Short answer · Medically reviewed summary · Last updated: 2026-05-08
Congenital Fiber Type Disproportion (CFTD) is a rare, genetically heterogeneous muscle disorder that is indeed hereditary, though the underlying cause varies significantly between individuals. It is primarily caused by mutations in specific genes—most notably ACTA1, TPM3, and SELENON—which can follow different inheritance patterns depending on the specific gene involved. Is Congenital Fiber Type Disproportion hereditary? Yes, Congenital Fiber Type Disproportion is a genetic condition, meaning it is caused by alterations in an individual's DNA.
Is Congenital Fiber Type Disproportion hereditary?
Is Congenital Fiber Type Disproportion hereditary? The genetic component explained in plain language, reviewed against medical sources, with patient experiences.
Congenital Fiber Type Disproportion (CFTD) is a rare, genetically heterogeneous muscle disorder that is indeed hereditary, though the underlying cause varies significantly between individuals. It is primarily caused by mutations in specific genes—most notably ACTA1, TPM3, and SELENON—which can follow different inheritance patterns depending on the specific gene involved.
Is Congenital Fiber Type Disproportion hereditary?
Yes, Congenital Fiber Type Disproportion is a genetic condition, meaning it is caused by alterations in an individual's DNA. It can be inherited from parents or arise as a de novo (spontaneous) mutation in the affected individual. Because Congenital Fiber Type Disproportion is genetically heterogeneous, the inheritance pattern depends on the specific mutation identified; it may be autosomal dominant, autosomal recessive, or sometimes X-linked.
What are the inheritance patterns for Congenital Fiber Type Disproportion?
The risk of recurrence in future children depends entirely on the specific genetic findings for the family. The inheritance patterns for Congenital Fiber Type Disproportion typically include:
- Autosomal Dominant: A 50% chance of passing the mutation to each child if one parent is affected.
- Autosomal Recessive: A 25% chance of recurrence for each pregnancy if both parents are carriers.

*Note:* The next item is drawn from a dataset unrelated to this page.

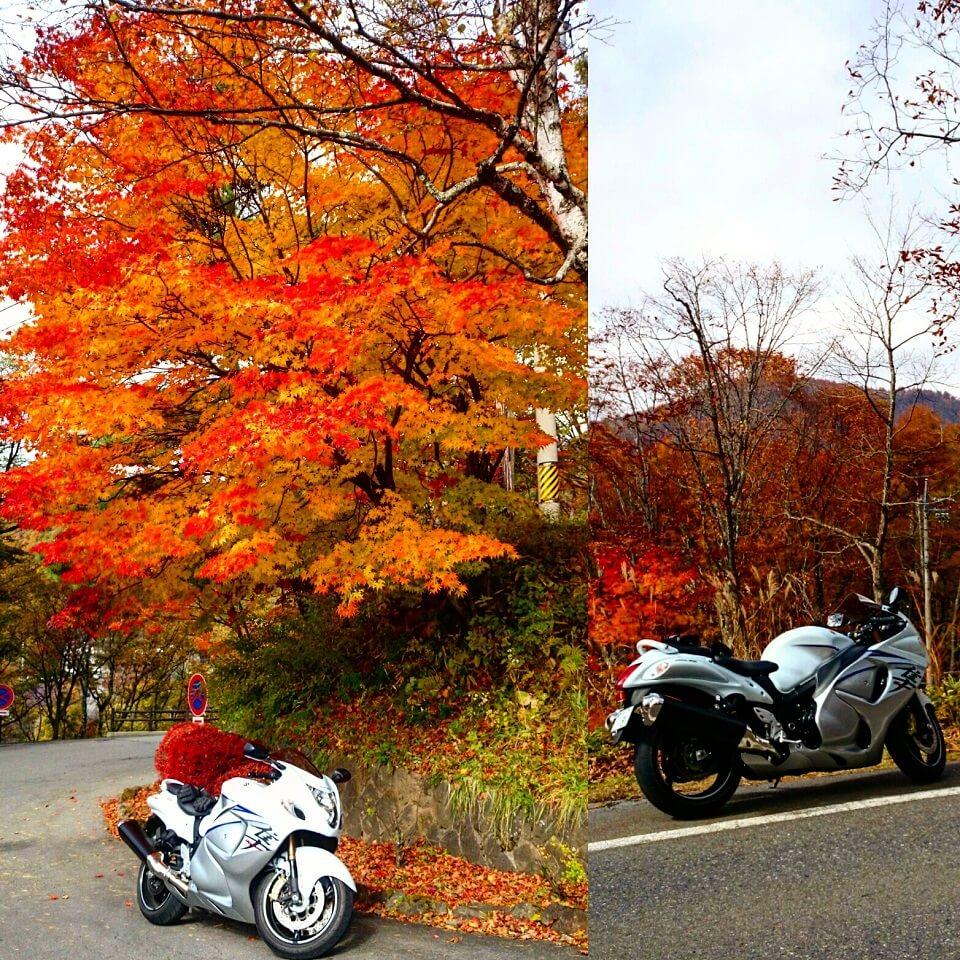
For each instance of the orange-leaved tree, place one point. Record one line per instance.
(262, 363)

- De Novo Mutations: Many cases of Congenital Fiber Type Disproportion occur sporadically, meaning the mutation is not found in either parent, resulting in a very low recurrence risk for future siblings.

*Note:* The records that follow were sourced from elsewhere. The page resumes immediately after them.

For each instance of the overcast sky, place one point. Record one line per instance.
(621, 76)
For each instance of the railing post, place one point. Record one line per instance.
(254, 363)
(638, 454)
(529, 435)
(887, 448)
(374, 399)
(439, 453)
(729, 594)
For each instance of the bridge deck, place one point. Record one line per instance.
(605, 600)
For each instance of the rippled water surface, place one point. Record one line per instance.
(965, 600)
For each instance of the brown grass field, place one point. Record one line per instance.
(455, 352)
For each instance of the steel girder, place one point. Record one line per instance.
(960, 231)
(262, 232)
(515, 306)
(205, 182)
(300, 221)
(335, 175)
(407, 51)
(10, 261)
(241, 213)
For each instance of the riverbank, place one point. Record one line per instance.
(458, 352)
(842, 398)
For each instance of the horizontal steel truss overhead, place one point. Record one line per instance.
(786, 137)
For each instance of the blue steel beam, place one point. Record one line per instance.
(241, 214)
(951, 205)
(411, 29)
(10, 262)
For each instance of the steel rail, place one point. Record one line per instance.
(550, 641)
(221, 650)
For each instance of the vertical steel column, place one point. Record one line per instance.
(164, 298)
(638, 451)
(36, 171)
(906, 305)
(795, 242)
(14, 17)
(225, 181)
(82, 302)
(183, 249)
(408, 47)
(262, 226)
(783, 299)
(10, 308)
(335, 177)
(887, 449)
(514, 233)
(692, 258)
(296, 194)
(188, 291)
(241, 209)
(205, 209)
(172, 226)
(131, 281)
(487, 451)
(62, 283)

How is genetic testing used for Congenital Fiber Type Disproportion?
Genetic testing is the gold standard for confirming a diagnosis of Congenital Fiber Type Disproportion. A clinical geneticist will typically order a multigene panel to identify pathogenic variants. Testing is recommended not only to confirm the diagnosis but also to provide accurate recurrence risks for family planning. For the 17 community members on DiseaseMaps.org living with Congenital Fiber Type Disproportion, genetic counseling is a vital step to understand these complex inheritance patterns.
Next steps
- Consult a board-certified clinical geneticist to discuss molecular testing options.

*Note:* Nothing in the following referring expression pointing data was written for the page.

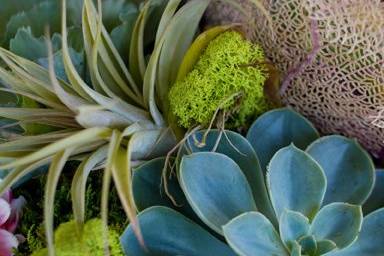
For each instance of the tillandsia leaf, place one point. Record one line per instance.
(183, 32)
(79, 183)
(349, 169)
(338, 222)
(252, 234)
(108, 72)
(167, 232)
(292, 226)
(370, 240)
(279, 128)
(132, 113)
(137, 64)
(26, 45)
(186, 19)
(216, 203)
(84, 137)
(113, 147)
(151, 143)
(18, 173)
(168, 13)
(34, 142)
(325, 246)
(295, 182)
(238, 149)
(197, 48)
(54, 173)
(94, 117)
(376, 199)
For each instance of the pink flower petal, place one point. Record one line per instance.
(16, 212)
(5, 211)
(8, 242)
(7, 196)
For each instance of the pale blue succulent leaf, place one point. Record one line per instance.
(325, 246)
(370, 240)
(295, 182)
(296, 249)
(349, 169)
(293, 226)
(277, 129)
(308, 245)
(167, 232)
(215, 187)
(252, 234)
(338, 222)
(376, 199)
(238, 149)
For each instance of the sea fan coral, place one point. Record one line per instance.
(10, 212)
(331, 57)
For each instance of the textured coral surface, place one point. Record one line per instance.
(331, 55)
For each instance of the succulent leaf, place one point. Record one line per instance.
(216, 203)
(376, 199)
(296, 182)
(252, 234)
(349, 169)
(324, 246)
(238, 149)
(293, 226)
(167, 232)
(370, 241)
(338, 222)
(279, 128)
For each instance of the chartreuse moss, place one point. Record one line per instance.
(90, 243)
(230, 76)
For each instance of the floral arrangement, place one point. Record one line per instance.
(128, 127)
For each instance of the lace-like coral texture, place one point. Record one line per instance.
(331, 55)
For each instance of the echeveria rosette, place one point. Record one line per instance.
(10, 213)
(308, 199)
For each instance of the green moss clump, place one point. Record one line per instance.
(91, 242)
(230, 76)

- Speak with a genetic counselor to interpret test results and understand your specific family recurrence risks.
- Connect with the 17 other members on DiseaseMaps.org who share experiences with Congenital Fiber Type Disproportion.
- Discuss prenatal diagnostic options, such as PGT-M (preimplantation genetic testing), if you are planning a pregnancy.
Medical disclaimer: This information is for educational purposes only and should not replace professional medical advice, diagnosis, or treatment.
References
- NIH Genetic and Rare Diseases Information Center (GARD): Congenital Fiber Type Disproportion.
- Orphanet: Congenital Fiber Type Disproportion (ORPHA:1653).
- OMIM (Online Mendelian Inheritance in Man): Entry #255310.
- National Institute of Neurological Disorders and Stroke (NINDS) muscle disease resources.